On ne confondra pas ces termes, bien sûr, avec le nom pluriel thermes, qui désignait des établissements de bains dans la Rome antique, et on rappellera aussi que Stazione Termini, à Rome, doit son nom aux thermes de Dioclétien tout proches et non au fait que cette gare est un terminus…

Des cœlacanthes dans la grammaire ?

Le 3 avril 2025

Expressions, Bonheurs & surprises

En 1938 fut pêché dans l’estuaire de la Chalumna, en Afrique du Sud, un poisson dont on pensait qu’il avait disparu depuis soixante-cinq millions d’années, le cœlacanthe. Il avait conservé nombre des caractéristiques morphologiques de ses très lointains ancêtres et, pour cette raison, on le considéra comme un fossile vivant. Le français mais aussi, à divers degrés, d’autres langues européennes, comme l’anglais, l’italien ou l’espagnol, ont également leurs cœlacanthes : les pronoms. Ceux-ci sont issus de langues à flexion, comme les noms et les adjectifs, mais, contrairement à ces derniers, ils ont conservé de leur vie antérieure la possibilité de changer de forme quand ils changent de fonction. Cela vaut bien sûr pour la plupart des pronoms personnels, qui prennent les formes je, tu, il, elle, ils et elles quand ils sont sujets, me, te, le, la et les quand ils sont compléments d’objet directs et moi, toi, lui, elle, leur, eux et elles quand ils sont compléments d’objet indirects, compléments circonstanciels ou compléments d’agent. Ces jolies survivances, présentes au singulier, disparaissent en grande partie, comme on le voit, au pluriel : les 1re et 2e personnes, quelle que soit leur fonction, prennent en effet toujours les formes nous et vous. Le phénomène avait déjà commencé en latin puisque les formes de nominatif et d’accusatif (nos, vos), d’une part, et les formes de datif et d’ablatif (nobis, vobis), d’autre part, étaient semblables. En ce qui concerne les pronoms relatifs simples, ils n’ont plus, contrairement aux pronoms relatifs composés, lequel, laquelle, lesquels, lesquelles, de marques de genre ou de nombre, et, dans certains cas, seule leur fonction dans la phrase conditionne leur forme : qui pour un sujet, que pour un complément d’objet direct et dont pour un complément du nom, qu’il s’agisse d’un animé ou d’un non animé.

Voici pour notre premier fossile vivant ; en est-il d’autres ? Dans Le Phénomène humain, le paléontologue et théologien Pierre Teilhard de Chardin mentionne notre cœlacanthe, mais également les dipneustes, ces poissons qui possèdent deux appareils respiratoires et qui, en fonction de leur environnement, utilisent l’un ou l’autre.
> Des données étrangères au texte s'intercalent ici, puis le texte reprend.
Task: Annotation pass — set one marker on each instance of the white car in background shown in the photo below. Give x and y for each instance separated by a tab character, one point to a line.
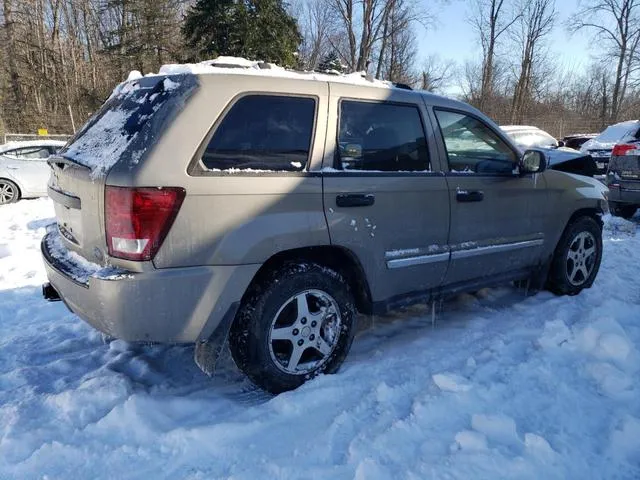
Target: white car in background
24	172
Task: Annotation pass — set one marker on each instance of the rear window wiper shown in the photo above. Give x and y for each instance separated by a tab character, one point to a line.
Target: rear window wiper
66	160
Il est loisible alors de se demander si la grammaire ne recèlerait pas encore quelques dipneustes. La chance fait que l’un de nos plus grands romanciers nous présente justement deux personnages qui, non seulement s’intéressèrent aux fossiles mais qui, par la suite, se mirent à étudier la grammaire. C’est en se consacrant à cette dernière que Bouvard et Pécuchet découvrirent que « Le sujet s’accorde toujours avec le verbe, sauf les occasions où le sujet ne s’accorde pas ». Et de fait, grâce à la syllepse, l’accord se fait parfois en fonction de l’environnement, que l’on appellera plutôt ici le contexte. Flaubert note alors que cette assertion jette le trouble chez nos deux héros, désormais touchés par une manière d’insécurité linguistique, redoublée par cette angoissante question : « Doit-on dire “Une troupe de voleurs survint” ou “survinrent” ? » Comme, en fonction de l’effet voulu, on pourra choisir « survint » ou « survinrent », on admirera la plasticité de notre langue plutôt que de suivre nos deux héros, qui en tirèrent la conclusion « que la syntaxe est une fantaisie et la grammaire une illusion ».

Aline D. (Suisse)

Le 3 avril 2025

Courrier des internautes

Je trouve souvent, dans mon activité professionnelle, l’expression je suis confiant que dont je crois savoir, « à l’oreille », qu’elle est incorrecte. Pourriez-vous me le confirmer ?

Aline D. (Suisse)

L’Académie répond :

Le tour être confiant que est effectivement incorrect. On le rencontre sans doute parce que, étymologiquement, cet adjectif vient du verbe confier, qui admet, lui, comme complément d’objet une subordonnée complétive introduite par que. Il est peut-être aussi lié à avoir confiance que, qui est rare, mais que l’on trouve parfois chez de bons auteurs. Clemenceau écrit ainsi dans Vers la réparation (1899) : « J’ai bonne confiance que, lorsque les pièces auront été produites, il sera difficile aux plus menteurs de continuer leurs mensonges. »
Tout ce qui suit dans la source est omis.